Recommendation: Expand Sec. 2.5 with an explicit algorithm: periodic boundary conditions; spatial discretization (spectral/pseudospectral vs finite differences); how nonlinear products are computed; whether de-aliasing (e.g., 2/3 rule) or filtering is used; which terms are treated implicitly in Crank–Nicolson vs explicitly in Euler; how mixed derivatives are evaluated; and the simulation time step $\Delta t_{\rm sim}$ with stability/CFL considerations. Explicitly state whether the anti-diffusive $\rho$ Laplacian is included; if included, explain why the simulation remains stable; if excluded, say so.

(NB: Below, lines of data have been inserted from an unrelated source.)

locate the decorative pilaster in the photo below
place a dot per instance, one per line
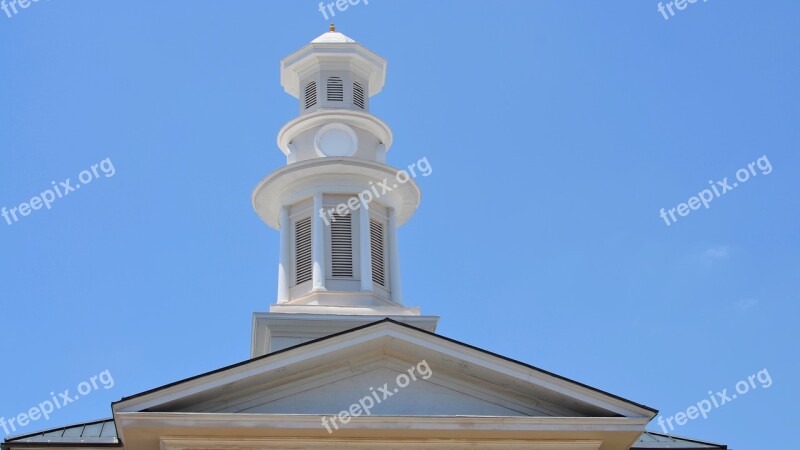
(366, 248)
(283, 263)
(318, 245)
(394, 259)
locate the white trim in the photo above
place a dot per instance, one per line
(183, 443)
(366, 248)
(390, 334)
(320, 118)
(394, 260)
(285, 256)
(317, 245)
(336, 126)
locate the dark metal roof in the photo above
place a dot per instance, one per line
(103, 433)
(97, 433)
(401, 324)
(650, 440)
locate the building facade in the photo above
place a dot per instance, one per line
(339, 361)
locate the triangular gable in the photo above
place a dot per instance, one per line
(329, 374)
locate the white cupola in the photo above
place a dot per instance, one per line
(339, 265)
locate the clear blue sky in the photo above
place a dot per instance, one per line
(556, 131)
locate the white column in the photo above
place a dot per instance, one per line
(394, 260)
(366, 247)
(283, 263)
(318, 245)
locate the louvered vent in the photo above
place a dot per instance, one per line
(311, 94)
(335, 89)
(358, 94)
(302, 245)
(376, 243)
(342, 245)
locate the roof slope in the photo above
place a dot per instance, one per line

Provide a simple $\Delta t_{\rm sim}$ sensitivity/convergence check on one metric (e.g., energy or spectrum) to rule out time-discretization artifacts.
-
Positioning/novelty relative to established PDE-discovery literature is incomplete, which makes it hard to assess what is new beyond applying a known sparse-regression pipeline to a 3D turbulent dataset (Sec. 1, Sec. 4).
Recommendation: Add a related-work subsection (e.g., Sec. 1.1) explicitly citing and contrasting with PDE-FIND/SINDy-style sparse regression, weak-form PDE discovery, and neural/hybrid approaches. Clarify what the paper contributes beyond prior work (e.g., specific 3D turbulence data regime, spectral derivative choices, simulation-based validation, analysis of near-constant field failure), and temper novelty claims where the method largely follows established frameworks.